AUSA’s Institute of Land Warfare has recently released a new publication.

"Strategic Mobility: Enabling Global Responsiveness for America’s Force of Decisive Action" (Torchbearer National Security Report, July 2013) discusses the central role of strategic landpower in projecting power abroad.

Strategic landpower – those joint forces capable of conducting prompt and sustained operations on land in pursuit of national objectives – is an inherently joint endeavor that demands access to a range of ready aircraft, ships and prepositioned stocks.

The United States requires that the Army remain manned, equipped, trained and ready to conduct expeditionary operations anywhere on the globe.

The nation’s capacity for strategic and operational lift has changed very little since the mid-1990s.

Major commitments of ground troops to Afghanistan and Iraq forced the Army to focus primarily on rotational deployments through intermediate staging bases to provide ready soldiers to the fight.

Now, however, the Army and its joint partners must again devote greater attention to the readiness and mission command requirements to conduct very short-notice, rapid deployments of large formations in response to unforeseen contingencies.

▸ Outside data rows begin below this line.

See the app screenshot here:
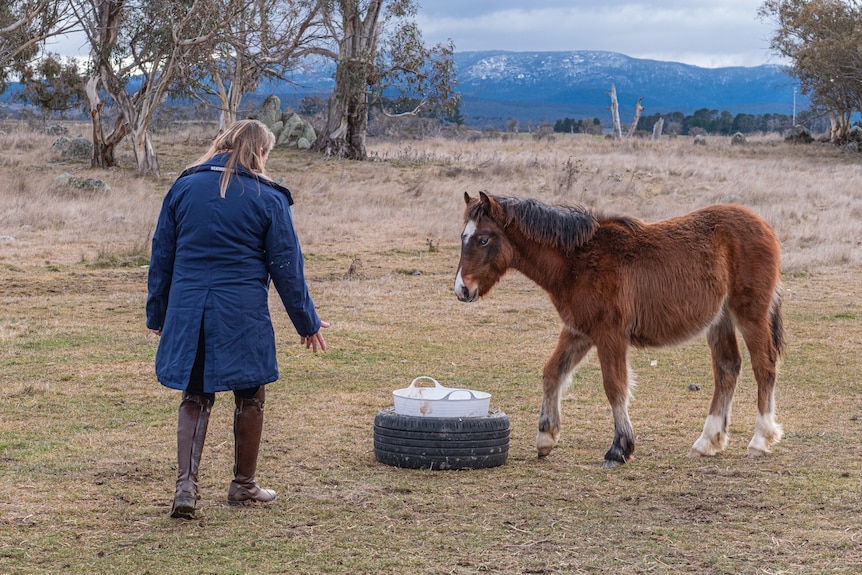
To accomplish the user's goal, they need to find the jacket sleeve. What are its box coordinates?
[147,188,177,329]
[266,194,320,337]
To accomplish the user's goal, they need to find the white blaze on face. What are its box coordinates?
[454,220,476,297]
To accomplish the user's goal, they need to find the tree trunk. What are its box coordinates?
[314,0,383,160]
[85,76,128,168]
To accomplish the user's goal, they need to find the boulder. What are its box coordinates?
[249,94,281,129]
[784,126,814,144]
[249,95,317,150]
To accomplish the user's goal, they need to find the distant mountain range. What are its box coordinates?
[272,51,808,128]
[0,51,808,128]
[455,51,808,129]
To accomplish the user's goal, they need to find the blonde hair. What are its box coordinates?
[189,120,275,197]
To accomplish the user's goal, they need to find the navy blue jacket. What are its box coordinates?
[147,154,320,393]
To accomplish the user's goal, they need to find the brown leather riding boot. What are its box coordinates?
[171,391,212,519]
[227,386,276,505]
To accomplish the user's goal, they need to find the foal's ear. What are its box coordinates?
[479,192,506,223]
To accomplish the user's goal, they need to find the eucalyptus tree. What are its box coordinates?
[759,0,862,143]
[194,0,326,128]
[71,0,234,175]
[314,0,458,160]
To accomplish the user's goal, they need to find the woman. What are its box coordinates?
[147,120,329,519]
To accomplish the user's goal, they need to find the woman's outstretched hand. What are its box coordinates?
[299,321,329,353]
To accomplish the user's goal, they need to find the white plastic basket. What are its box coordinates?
[392,375,491,417]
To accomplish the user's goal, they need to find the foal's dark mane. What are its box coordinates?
[476,196,642,253]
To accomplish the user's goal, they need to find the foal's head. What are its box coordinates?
[455,192,599,301]
[455,192,513,301]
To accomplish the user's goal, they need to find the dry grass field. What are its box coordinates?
[0,125,862,575]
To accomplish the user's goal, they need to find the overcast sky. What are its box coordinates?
[50,0,783,68]
[417,0,782,68]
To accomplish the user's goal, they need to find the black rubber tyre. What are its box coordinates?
[374,407,509,469]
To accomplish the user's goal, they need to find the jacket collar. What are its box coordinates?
[177,154,293,206]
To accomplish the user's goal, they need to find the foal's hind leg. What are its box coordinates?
[688,308,742,457]
[740,320,784,457]
[597,338,635,467]
[536,328,593,457]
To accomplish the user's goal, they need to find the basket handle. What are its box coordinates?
[440,389,478,401]
[410,375,443,387]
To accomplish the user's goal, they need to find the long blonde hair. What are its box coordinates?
[189,120,275,197]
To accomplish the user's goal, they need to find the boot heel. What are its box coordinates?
[171,496,197,519]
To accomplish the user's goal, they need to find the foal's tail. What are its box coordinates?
[769,286,786,357]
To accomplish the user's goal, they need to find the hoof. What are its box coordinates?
[536,432,558,457]
[745,447,769,458]
[171,496,197,519]
[536,447,554,459]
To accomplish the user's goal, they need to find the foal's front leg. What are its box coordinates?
[536,327,593,457]
[597,340,635,467]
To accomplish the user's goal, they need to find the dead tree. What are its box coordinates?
[652,118,664,140]
[627,96,644,138]
[605,84,623,140]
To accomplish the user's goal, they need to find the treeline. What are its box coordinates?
[554,108,829,136]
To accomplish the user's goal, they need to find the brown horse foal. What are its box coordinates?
[454,192,784,467]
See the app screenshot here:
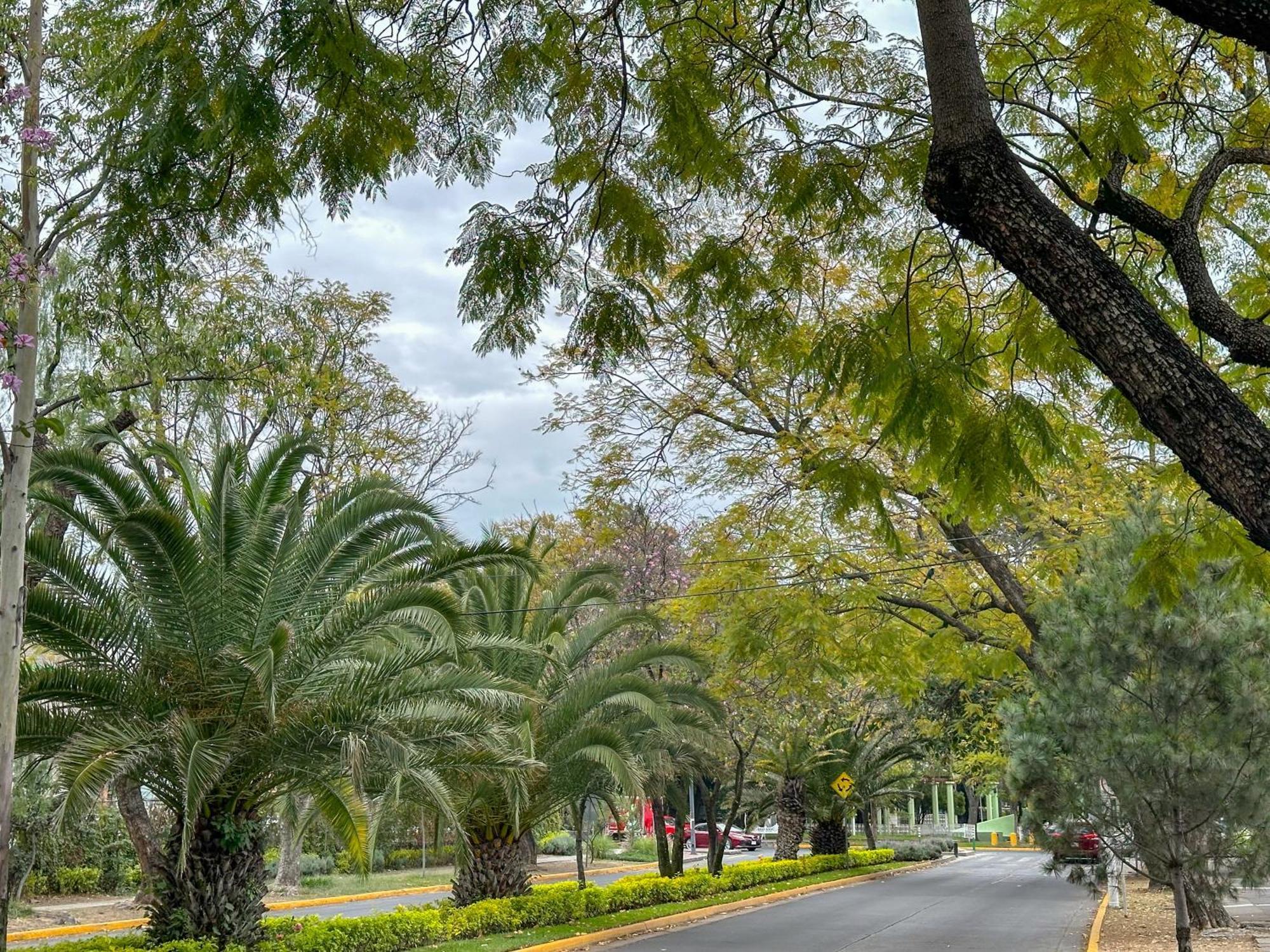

After Operations Desert Shield/Desert Storm, Congress invested in several necessary initiatives that significantly improved the "deployability" of strategic landpower.

These fell under four main categories:

Airlift. The nation’s dedicated strategic airlift fleet consists of approximately 222 C-17 Globemaster III and 95 C-5 Galaxy cargo aircraft that can carry soldiers, supplies and even heavy vehicles around the world.

Sealift. Most military cargo sent overseas travels aboard the U.S. Navy’s 26 dedicated sealift vessels or the Maritime Administration’s 46 ready reserve ships.

Army Prepositioned Stocks. The Army maintains five large sets of supplies both ashore and afloat to help make equipment and sustainment stocks more readily available far from the United States.

Power-projection infrastructure. Rapid response demands that people, equipment and supplies can flow seamlessly along a network of installations, roads, railroads, airfields, seaports, ammunition plants and depots to points of embarkation.

Although these existing strategic-lift platforms provide some impressive capabilities – and outperform other nations’ expeditionary capability – they also have significant limitations.

The platforms are aging and have seen heavy use during more than a decade of war.

The workhorse cargo ships rely upon the availability of developed ports at both ends of their journey and are therefore vulnerable to adversaries’ anti-access/area-denial strategies.

In addition, budget pressure has forced the reduction of the strategic airlift fleet from 317 cargo aircraft to 274.

The Department of Defense’s most recent assessment as to the composition of strategic-lift platforms has not kept pace with the evolving security environment or new joint force doctrine.

The nation’s current strategic mobility solution set satisfies current scenarios but does not align with direction and doctrine for the future.

A credible and specific study is required to determine which lift platforms and key enablers are the most capable for tomorrow’s missions and which transformational capabilities are most needed to counter adaptive enemies.

The very culture of American ground-force deployment must shift to achieve a new paradigm in which the port of embarkation in the continental United States is understood to be the line of departure for ready forces.

Timely, predictable and adequate investment in strategic mobility is a national imperative for the Joint Force of 2020.